Jeroen Piqueur ontving zijn belangrijke klanten jarenlang in het prestigieuze stadspaleis aan de Gentse Keizer Karelstraat. De gewezen Optima topman maakte graag gebruik van de luxueuze uitstraling van het gebouw om indruk te maken op zijn vermogende klanten. Hoewel het volgens sommigen ook de immense uitstraling van het gebouw was die Piqueur mee naar het hoofd was gestegen, met alle financiële gevolgen van dien.
De val van Optima
Piqueur bouwde zijn groep uit op basis van vermogensbeheer, maar kwam in moeilijkheden terecht nadat hij de Ethias Bank had overgenomen. Tussenkomsten van de Nationale Bank als bankregulator en betichtingen van witwassen deden hem en zijn groep ultiem de das om. Het prestigieuze hoofdkwartier in Gent kwam vervolgens volledig in handen van de staatsbank Belfius, die het gebouw al in leasing had en verhuurde aan Optima.
Textielbaron
Het stadspaleis behoort nog steeds tot het belangrijkste Gentse architecturaal erfgoed.

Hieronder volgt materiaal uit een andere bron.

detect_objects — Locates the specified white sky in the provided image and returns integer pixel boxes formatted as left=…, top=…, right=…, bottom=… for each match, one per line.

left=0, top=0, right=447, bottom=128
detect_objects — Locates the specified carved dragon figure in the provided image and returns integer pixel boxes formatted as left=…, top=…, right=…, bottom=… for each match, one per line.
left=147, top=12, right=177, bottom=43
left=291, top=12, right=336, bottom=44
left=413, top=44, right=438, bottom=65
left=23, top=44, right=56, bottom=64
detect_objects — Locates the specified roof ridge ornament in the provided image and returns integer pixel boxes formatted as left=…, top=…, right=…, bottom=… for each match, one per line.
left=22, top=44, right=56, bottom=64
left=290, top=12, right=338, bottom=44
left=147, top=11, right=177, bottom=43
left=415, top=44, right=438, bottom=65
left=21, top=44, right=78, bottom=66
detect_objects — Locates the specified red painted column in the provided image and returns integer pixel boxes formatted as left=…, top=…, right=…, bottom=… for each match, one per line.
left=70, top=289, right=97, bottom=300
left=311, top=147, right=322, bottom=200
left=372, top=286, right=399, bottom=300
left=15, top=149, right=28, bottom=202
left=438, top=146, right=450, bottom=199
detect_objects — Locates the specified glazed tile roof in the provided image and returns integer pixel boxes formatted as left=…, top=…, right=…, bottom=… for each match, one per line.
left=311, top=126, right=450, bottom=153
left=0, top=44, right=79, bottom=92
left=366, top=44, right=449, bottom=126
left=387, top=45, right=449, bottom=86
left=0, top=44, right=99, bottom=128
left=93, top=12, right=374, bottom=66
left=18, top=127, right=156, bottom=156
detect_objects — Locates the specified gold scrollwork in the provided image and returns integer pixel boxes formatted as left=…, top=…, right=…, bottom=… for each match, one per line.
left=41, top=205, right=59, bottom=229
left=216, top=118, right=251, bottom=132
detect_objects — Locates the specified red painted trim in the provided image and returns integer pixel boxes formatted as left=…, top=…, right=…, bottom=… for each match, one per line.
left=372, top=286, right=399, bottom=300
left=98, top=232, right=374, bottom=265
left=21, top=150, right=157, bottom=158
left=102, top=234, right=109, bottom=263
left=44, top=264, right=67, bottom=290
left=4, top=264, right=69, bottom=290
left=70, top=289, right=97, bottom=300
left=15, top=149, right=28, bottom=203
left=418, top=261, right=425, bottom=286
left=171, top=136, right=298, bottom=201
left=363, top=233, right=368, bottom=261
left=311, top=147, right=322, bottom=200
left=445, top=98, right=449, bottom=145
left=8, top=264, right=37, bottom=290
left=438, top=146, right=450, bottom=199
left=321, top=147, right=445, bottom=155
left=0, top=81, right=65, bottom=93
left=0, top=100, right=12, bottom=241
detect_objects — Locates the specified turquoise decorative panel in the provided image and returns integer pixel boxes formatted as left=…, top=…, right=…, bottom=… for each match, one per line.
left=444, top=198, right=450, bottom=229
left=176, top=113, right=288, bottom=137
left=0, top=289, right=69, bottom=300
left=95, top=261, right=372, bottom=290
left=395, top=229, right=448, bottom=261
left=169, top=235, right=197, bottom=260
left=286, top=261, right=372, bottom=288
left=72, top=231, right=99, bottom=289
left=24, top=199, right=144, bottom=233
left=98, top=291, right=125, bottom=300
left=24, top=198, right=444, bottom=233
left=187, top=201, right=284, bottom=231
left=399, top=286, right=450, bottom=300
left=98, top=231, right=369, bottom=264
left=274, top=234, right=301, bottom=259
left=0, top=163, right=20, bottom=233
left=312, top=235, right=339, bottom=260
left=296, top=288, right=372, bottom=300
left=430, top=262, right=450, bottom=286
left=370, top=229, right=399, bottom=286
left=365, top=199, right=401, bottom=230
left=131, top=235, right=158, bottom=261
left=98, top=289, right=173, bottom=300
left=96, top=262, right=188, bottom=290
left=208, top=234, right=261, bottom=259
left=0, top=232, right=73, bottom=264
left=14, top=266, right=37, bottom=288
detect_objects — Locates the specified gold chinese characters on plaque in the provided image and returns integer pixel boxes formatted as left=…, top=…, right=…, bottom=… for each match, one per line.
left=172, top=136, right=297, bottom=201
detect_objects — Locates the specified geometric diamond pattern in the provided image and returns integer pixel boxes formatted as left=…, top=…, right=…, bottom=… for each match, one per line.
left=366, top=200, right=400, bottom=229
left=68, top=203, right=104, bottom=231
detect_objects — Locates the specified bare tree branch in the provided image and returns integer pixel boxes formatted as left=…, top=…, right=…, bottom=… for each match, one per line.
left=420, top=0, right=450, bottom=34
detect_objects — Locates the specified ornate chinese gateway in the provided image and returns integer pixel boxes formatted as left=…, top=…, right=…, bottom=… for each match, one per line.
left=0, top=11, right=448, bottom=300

De bouwheer Ferdinand Lousbergs was afkomstig uit Maastricht en lag mee aan de de grondslag van de grote bloei van de textielindustrie in het 19de-eeuwse Gent. In 1829 bezat de familie Lousbergs vier grote fabrieken.
Deurwaarders
Een beetje cynisch is dat het paleis in de jaren ’90 van de vorige eeuw vakkundig werd gerestaureerd door de Oost-Vlaamse Beroepsvereniging van Deurwaarders die het gebouw hadden verworven. Het zijn diezelfde deurwaarders die nu het debacle van Jeroen Piqueur mee moeten helpen uitvoeren. Zo werden zijn privé-vastgoed, zijn luxe wagenpark en zijn luxe jacht Rubeccan al openbaar verkocht.